Yıllarımı verdiğim insan, güven diyebileceğiniz ama asla güven kelimesinin yetmeyeceği bir bağlılıkla bağlı olduğum kişinin beni gözünü kırpmadan bırakıp gitmesiydi sonun başlangıcı. Yılların verdiği güven yetmiyor bazen ve gidişin önüne hiçbir şey engel olamıyor. Onun artık yok olduğu hissi nasıl ifade edilebilir ki, sanki içim artık boş gibiydi. Sanki ruhum bedenimde değil onunla, beraber tüm varlığımla beraber gitmişti. Boğuluyordum gidecek bir yer bulamıyor çıktığım her yola artık amaçsızca çıkıyordum. Saatlerce yürüyor ama nereye gittiğimi bilmiyordum. Yaşadığı yer bana uzaktı bu yüzden onu görebileceğim yerler yoktu, kızgınlığımdan dolayı da yanına gidemiyordum. Bir yol arıyor ama sürekli yolu ararken kayboluyordum. Kendimi sürekli ona mesaj atarken buluyordum. Beni takmayışı içimde yaralara sebep oluyor acizlikten tartışmaya giriyordum. Her tartışma sonrası söz veriyordum kendime bir daha mesaj atmayacaktım. Böylelikle gerçekten bensiz kalabileceğini öğrenebilecektim. Ama atmıyordu... Her seferinde tekrar yazıyor tekrar söz veriyordum.
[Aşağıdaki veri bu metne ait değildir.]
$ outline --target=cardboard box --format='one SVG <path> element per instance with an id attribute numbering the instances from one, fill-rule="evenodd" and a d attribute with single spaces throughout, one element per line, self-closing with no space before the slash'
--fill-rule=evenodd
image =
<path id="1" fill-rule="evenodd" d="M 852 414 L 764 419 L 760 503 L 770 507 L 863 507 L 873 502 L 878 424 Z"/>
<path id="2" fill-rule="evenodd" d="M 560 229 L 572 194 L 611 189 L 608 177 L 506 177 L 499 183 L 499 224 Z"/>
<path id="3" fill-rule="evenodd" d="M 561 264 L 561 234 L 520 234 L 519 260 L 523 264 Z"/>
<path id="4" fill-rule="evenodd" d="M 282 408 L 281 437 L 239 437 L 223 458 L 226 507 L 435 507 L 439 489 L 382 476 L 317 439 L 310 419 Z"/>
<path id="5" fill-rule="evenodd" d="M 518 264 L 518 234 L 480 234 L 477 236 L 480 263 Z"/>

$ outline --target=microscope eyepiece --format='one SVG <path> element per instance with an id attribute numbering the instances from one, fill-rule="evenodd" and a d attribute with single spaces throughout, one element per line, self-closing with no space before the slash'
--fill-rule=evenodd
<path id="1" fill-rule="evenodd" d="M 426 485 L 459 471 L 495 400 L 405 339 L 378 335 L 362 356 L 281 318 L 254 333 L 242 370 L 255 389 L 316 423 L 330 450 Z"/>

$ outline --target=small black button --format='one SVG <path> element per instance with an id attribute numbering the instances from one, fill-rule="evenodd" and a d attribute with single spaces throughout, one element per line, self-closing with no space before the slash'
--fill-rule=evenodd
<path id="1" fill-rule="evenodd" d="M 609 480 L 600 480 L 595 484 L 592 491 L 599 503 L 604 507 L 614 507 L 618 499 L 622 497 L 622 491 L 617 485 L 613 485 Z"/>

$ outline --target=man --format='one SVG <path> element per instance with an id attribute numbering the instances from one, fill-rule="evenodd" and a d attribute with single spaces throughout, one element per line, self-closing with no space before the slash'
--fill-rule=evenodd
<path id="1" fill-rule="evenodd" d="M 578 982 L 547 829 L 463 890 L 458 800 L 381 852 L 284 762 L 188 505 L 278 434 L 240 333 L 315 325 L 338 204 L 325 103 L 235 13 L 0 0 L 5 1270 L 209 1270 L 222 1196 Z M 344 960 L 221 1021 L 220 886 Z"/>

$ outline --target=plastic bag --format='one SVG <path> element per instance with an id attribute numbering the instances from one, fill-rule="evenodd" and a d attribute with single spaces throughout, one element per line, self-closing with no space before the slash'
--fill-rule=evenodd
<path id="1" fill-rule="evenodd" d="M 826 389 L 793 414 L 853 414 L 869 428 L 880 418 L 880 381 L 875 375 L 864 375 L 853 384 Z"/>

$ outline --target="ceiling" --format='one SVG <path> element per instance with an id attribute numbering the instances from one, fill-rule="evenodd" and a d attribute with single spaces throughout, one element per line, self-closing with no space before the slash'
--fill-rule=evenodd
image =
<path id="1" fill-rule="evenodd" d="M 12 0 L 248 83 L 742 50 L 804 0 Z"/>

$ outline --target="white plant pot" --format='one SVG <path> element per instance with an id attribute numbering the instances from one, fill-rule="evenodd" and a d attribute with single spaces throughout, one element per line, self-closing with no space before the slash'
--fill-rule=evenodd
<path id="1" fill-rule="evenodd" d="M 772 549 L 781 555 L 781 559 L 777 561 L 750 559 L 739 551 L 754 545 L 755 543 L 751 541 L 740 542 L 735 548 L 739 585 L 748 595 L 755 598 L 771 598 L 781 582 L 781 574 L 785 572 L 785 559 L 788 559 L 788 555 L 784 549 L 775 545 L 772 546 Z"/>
Onun bana acıması için elimden gelen her şeyi yapıyordum. Ama acımıyordu ben bunu her hissettiğimde bana sıktığı bir kurşunu daha çıkarmaya çalışıyordum göğsümün solundan. Acıyordu canım... Hissizleşmeye başlamaktan korkuyordum ama bir yandan da artık ne onu nede bir başkasını hissetmeyi istemiyordum. Çoğu zaman dalıp gidiyordum. Onunla geçirdiğimiz günler sanki ölecekmişim gibi gözlerimin önünden sürekli akıp gidiyordu. Ama ölemiyordum, ölmüyordum. Karar vermiştim onu unutacaktım unutmak için her şeyi yapacaktım. Bunu söyleyip duruyordum ama ne yapacağım hakkında en ufak bir fikrim yoktu. Sonunda başka insanlarla konuşmaya başladım. Arkadaşlarımla beraber olmaya dikkat ediyordum. O yokmuş gibi davranıyordum. Gün içinde kahkahalar atıyor insanlara gülücükler saçıyordum. Başkalarıyla öpüşüyor başkalarına dokunuyordum. Artık son konuştuğum insan o olmuyordu. Günaydın mesajlarını artık ondan almıyor hatta birden fazla kişiden mesajlar alıyordum. Yaptığım her şeyin onun yüzünden olduğunu bilmesi için yaparken onun görmesini sağlıyordum. Görüyordu üzülüyordu, iki buçuk yılı bir çırpıda nasıl çöpe attığını düşünmeye başlamıştı artık. Ona olan özlemimin yerine artık sinirim kalmış gibiydi sanki. Aklıma gelmiyordu çünkü onun yerine bir şeyler koyabilmiştim. Onu seviyordum bunu biliyordum ama onca yılınızı verdiğiniz insanın sizi bırakması sızı kırıyor hatta parçalara ayırıyordu ve benimde hissettiğim bu hüznün kızgınlığa dönüşmesiydi. Umursamıyordum, artık ben değil o mesaj bekliyordu. Artık ben değil o dönmemi umut ediyordu. Üç ay kadar bu böyle devam etti. Başka insanlarla olmak onun yerini doldurmuştu ama gene de onunla konuşmaya devam ettim sonuçta yıllarımı verdiğim biriydi. Hatta dürüst olmak gerekirse sonunda ona dönmeyi bile düşünüyordum, çünkü başka birini sevebileceğim düşüncesi aklımdan pek geçmiyordu.
Ama geçmeliydi...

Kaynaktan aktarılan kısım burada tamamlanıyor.